A common mutation causing thalassemia in Mediterranean populations is an amber (UAG) nonsense mutation at the 39th codon of the human beta-globin gene, the beta-39 mutation. Studies of mRNA metabolism in erythroblasts from patients with beta-39 thalassemia and studies using heterologous transfection systems have suggested the possibility that this mutation not only affects protein synthesis but also alters mRNA metabolism. The effects of this mutation on several steps in the metabolism of mRNA have been investigated by transfection of the gene into permanent cell lines bearing a temperature-sensitive RNA polymerase II. Several RNA expression studies were performed, including analysis of transcription, mRNA stability, mRNA splicing accuracy, and mRNA polyadenylation. The results suggest that the defect in expression of the beta-39 mRNA occurs at a step prior to the accumulation of mRNA in the cytoplasm.
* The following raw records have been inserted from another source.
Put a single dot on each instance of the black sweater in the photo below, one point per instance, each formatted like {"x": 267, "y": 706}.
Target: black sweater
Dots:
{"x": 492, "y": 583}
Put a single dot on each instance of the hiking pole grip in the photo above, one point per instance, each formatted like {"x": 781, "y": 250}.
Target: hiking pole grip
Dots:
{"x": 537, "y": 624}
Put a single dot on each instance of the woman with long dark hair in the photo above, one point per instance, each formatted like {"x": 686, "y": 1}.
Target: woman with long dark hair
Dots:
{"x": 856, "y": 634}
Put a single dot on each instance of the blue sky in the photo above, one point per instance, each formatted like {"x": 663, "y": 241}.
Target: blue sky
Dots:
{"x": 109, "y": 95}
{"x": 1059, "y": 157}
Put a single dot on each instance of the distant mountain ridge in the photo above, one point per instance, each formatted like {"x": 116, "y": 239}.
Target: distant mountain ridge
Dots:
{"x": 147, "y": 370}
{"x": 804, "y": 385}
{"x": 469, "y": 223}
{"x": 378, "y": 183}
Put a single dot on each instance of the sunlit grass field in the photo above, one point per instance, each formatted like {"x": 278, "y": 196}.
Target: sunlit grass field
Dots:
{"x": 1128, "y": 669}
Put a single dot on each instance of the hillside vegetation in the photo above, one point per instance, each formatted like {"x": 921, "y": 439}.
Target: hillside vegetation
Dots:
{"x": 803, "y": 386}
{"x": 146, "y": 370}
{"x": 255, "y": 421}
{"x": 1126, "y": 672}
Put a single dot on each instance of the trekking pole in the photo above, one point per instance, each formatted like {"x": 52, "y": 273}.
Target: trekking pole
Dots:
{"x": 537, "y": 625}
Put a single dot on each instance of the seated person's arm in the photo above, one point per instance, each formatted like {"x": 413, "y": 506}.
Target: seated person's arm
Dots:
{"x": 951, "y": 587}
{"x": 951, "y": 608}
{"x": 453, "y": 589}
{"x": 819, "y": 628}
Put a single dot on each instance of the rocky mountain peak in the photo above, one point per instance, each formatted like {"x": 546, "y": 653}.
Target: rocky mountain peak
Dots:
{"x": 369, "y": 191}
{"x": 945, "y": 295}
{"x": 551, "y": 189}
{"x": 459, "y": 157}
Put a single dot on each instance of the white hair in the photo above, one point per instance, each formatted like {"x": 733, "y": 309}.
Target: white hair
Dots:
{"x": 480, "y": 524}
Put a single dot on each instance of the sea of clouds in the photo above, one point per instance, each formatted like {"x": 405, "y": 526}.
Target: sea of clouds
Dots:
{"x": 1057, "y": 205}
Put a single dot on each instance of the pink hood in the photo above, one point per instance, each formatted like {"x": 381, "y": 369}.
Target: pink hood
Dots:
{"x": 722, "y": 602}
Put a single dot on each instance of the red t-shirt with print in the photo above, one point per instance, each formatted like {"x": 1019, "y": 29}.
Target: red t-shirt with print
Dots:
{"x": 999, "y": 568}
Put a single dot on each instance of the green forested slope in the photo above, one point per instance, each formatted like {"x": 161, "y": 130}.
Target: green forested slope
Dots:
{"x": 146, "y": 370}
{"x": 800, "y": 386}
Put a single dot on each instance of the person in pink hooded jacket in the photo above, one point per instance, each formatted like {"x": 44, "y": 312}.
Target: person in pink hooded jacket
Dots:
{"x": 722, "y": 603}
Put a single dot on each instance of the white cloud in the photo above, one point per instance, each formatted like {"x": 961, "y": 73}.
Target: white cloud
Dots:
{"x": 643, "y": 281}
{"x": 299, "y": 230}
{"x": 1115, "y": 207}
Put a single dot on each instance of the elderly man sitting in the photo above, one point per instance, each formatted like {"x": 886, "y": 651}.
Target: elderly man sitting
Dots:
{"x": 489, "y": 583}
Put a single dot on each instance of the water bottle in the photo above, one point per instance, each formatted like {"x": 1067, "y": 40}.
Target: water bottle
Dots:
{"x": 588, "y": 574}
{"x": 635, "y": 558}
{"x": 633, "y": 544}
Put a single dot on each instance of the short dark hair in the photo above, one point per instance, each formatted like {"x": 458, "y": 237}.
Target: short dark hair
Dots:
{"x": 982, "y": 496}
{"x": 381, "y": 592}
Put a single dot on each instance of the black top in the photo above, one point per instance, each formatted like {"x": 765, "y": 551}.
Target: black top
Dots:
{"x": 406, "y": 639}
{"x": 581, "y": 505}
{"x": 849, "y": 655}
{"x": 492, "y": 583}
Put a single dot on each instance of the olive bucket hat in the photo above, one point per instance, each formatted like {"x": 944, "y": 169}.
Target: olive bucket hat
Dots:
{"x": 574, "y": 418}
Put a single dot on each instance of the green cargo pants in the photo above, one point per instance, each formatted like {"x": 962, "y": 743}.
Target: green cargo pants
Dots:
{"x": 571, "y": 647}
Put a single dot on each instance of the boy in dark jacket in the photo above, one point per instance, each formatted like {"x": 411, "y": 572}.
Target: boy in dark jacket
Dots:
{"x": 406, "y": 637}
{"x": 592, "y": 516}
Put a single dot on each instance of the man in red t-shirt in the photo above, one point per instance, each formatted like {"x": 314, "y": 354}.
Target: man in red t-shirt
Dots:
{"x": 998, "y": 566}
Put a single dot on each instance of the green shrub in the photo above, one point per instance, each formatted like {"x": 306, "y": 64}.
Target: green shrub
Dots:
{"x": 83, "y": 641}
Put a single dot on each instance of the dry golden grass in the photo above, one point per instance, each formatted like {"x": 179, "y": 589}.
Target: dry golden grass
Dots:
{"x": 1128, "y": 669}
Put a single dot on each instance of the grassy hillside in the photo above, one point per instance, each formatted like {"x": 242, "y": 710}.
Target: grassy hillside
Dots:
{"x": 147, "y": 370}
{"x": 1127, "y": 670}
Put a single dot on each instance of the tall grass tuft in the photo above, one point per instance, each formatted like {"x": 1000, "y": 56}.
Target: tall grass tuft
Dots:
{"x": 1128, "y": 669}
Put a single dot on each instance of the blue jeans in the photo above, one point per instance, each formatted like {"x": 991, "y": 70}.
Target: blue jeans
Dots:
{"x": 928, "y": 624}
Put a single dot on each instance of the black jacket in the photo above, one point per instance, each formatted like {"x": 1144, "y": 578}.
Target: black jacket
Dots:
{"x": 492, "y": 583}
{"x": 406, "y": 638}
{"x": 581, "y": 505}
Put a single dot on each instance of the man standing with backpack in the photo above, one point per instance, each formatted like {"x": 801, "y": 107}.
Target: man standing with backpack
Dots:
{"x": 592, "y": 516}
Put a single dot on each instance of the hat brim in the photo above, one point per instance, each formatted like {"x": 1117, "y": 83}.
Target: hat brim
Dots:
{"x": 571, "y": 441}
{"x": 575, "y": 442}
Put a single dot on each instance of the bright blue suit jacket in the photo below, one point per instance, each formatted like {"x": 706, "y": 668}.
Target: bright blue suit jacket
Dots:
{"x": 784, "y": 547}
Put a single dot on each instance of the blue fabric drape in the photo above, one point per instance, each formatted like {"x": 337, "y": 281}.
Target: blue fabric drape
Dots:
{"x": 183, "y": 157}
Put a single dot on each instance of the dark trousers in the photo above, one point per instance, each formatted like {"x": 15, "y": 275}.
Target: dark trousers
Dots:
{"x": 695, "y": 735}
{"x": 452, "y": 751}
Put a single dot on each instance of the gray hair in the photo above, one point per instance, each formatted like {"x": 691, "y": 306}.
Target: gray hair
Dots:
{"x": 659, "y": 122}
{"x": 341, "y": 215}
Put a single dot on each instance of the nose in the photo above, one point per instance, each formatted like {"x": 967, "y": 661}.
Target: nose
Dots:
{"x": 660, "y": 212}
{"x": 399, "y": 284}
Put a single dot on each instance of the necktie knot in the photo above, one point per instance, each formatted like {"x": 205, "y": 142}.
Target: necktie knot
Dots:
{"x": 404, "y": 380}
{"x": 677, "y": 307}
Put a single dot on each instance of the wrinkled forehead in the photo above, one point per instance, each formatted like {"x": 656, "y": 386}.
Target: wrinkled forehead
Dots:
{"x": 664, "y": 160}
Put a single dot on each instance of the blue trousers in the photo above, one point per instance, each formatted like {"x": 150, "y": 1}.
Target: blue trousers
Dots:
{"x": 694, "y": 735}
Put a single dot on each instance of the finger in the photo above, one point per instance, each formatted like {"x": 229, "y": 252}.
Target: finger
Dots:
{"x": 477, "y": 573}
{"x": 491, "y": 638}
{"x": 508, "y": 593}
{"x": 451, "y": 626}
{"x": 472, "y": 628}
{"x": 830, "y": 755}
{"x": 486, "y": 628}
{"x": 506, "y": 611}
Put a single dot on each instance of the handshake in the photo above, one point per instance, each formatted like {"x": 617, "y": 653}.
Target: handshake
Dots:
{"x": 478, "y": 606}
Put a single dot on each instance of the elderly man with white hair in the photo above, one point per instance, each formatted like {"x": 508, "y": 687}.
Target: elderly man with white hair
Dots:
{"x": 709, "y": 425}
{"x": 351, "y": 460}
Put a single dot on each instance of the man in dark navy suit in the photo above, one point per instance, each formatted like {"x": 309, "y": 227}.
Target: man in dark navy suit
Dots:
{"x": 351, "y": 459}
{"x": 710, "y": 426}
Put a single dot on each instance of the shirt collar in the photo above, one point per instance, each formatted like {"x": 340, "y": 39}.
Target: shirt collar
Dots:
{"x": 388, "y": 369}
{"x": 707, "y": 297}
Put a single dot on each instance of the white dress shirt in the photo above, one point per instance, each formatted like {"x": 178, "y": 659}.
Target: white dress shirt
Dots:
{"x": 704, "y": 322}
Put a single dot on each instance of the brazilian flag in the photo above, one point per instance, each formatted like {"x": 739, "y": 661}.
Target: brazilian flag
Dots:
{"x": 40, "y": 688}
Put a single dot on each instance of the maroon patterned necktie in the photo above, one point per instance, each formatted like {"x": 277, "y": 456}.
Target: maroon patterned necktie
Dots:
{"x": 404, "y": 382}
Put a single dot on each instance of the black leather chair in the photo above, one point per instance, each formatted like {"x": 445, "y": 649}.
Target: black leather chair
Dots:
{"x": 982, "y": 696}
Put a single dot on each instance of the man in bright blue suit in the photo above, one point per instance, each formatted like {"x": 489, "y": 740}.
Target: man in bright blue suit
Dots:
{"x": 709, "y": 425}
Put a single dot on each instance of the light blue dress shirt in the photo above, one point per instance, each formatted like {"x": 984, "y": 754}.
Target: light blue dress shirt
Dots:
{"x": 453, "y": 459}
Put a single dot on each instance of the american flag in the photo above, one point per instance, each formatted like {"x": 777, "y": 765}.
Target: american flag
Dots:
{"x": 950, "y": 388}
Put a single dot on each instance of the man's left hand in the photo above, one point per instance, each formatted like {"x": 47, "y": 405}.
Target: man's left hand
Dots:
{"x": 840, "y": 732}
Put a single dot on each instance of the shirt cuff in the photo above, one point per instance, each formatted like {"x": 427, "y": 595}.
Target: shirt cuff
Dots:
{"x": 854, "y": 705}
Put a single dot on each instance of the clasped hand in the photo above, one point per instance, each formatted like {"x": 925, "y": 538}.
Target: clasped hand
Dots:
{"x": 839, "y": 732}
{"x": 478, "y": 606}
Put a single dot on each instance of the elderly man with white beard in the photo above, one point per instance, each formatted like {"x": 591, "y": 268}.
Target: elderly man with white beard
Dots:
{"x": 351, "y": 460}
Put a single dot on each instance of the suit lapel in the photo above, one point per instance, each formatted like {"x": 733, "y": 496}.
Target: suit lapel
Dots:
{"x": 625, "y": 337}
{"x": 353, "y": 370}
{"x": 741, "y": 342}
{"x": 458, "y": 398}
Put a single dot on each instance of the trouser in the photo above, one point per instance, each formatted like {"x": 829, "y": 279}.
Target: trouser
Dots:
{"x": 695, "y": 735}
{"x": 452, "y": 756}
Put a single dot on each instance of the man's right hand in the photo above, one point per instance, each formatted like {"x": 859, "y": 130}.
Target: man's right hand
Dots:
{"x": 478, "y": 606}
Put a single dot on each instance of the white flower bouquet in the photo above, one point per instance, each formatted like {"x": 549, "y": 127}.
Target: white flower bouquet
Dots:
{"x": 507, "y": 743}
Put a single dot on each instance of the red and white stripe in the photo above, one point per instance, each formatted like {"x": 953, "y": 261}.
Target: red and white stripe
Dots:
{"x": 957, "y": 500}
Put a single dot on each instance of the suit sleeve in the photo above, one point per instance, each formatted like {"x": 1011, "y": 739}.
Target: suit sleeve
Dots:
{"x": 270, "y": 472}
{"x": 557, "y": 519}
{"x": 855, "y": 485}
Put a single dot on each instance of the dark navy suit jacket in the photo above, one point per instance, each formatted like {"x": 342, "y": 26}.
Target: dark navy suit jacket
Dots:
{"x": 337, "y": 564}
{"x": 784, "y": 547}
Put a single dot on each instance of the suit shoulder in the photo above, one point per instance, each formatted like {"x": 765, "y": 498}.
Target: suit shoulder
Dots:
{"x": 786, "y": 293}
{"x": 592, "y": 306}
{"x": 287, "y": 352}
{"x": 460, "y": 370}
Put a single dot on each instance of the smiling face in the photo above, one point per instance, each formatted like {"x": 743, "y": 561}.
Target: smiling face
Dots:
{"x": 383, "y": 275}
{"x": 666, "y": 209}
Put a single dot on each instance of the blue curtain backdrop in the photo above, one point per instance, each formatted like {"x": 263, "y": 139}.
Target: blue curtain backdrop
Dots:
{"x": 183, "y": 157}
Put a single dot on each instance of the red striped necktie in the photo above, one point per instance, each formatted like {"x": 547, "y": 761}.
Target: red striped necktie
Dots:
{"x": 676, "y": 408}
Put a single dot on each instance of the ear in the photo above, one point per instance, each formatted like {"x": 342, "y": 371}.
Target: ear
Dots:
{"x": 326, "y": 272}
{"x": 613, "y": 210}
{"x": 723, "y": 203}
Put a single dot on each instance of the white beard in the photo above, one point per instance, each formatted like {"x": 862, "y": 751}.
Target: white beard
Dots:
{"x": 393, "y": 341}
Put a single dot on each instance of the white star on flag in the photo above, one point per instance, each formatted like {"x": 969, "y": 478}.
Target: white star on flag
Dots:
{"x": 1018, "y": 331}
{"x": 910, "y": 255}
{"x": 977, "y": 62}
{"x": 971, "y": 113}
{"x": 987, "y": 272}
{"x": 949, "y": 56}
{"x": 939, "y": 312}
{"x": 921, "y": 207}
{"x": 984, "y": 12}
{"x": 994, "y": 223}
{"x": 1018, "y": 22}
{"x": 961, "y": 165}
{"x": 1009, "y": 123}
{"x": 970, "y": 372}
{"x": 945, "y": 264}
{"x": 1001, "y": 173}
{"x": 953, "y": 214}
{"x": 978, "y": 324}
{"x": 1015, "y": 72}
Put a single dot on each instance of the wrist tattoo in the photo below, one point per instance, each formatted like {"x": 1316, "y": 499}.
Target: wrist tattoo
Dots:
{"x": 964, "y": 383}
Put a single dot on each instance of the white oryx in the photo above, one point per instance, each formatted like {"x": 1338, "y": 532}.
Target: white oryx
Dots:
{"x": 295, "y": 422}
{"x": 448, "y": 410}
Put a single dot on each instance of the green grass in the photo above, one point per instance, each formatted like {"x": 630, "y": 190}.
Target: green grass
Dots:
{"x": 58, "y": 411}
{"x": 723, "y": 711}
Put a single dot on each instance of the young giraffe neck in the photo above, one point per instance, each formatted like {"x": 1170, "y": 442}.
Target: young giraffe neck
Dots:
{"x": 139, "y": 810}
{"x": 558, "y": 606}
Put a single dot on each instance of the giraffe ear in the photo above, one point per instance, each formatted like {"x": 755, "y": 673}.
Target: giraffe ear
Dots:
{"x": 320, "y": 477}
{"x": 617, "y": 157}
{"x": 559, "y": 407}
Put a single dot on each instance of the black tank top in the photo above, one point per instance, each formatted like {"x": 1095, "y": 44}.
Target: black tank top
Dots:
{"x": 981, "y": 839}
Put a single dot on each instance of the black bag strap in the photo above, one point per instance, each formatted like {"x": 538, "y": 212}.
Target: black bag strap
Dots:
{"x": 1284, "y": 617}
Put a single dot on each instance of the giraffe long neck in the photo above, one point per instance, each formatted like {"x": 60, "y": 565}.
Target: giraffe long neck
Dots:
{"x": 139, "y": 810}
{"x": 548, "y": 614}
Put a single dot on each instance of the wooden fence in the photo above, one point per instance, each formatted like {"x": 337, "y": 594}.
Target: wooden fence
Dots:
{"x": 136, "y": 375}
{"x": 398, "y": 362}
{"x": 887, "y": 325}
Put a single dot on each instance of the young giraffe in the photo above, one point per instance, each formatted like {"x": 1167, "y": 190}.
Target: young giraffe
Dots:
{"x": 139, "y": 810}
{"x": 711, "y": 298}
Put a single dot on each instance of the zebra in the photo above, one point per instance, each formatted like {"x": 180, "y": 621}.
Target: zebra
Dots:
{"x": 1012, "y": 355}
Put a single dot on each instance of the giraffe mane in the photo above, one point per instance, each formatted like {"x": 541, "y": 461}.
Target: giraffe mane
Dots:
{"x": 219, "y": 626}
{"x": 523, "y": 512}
Nonsense codons in human beta-globin mRNA result in the production of mRNA degradation products

Human beta zero-thalassemic beta-globin genes harboring either a frameshift or a nonsense mutation that results in the premature termination of beta-globin mRNA translation have been previously introduced into the germ line of mice (S.-K. Lim, J.J. Mullins, C.-M. Chen, K. Gross, and L.E. Maquat, EMBO J. 8:2613-2619, 1989). Each transgene produces properly processed albeit abnormally unstable mRNA as well as several smaller RNAs in erythroid cells. These smaller RNAs are detected only in the cytoplasm and, relative to mRNA, are longer-lived and are missing sequences from either exon I or exons I and II. In this communication, we show by using genetics and S1 nuclease transcript mapping that the premature termination of beta-globin mRNA translation is mechanistically required for the abnormal RNA metabolism. We also provide evidence that generation of the smaller RNAs is a cytoplasmic process: the 5' ends of intron 1-containing pre-mRNAs were normal, the rates of removal of introns 1 and 2 were normal, and studies inhibiting RNA synthesis with actinomycin D demonstrated a precursor-product relationship between full-length mRNA and the smaller RNAs. In vivo, about 50% of the full-length species that undergo decay are degraded to the smaller RNAs and the rest are degraded to undetectable products. Exposure of erythroid cells that expressed a normal human beta-globin transgene to either cycloheximide or puromycin did not result in the generation of the smaller RNAs. Therefore, a drug-induced reduction in cellular protein synthesis does not reproduce this aspect of cytoplasmic mRNA metabolism. These data suggest that the premature termination of beta-globin mRNA translation in either exon I or exon II results in the cytoplasmic generation of discrete mRNA degradation products that are missing sequences from exon I or exons I and II. Since these degradation products appear to be the same for all nonsense codons tested, there is no correlation between the position of translation termination and the sites of nucleolytic cleavage.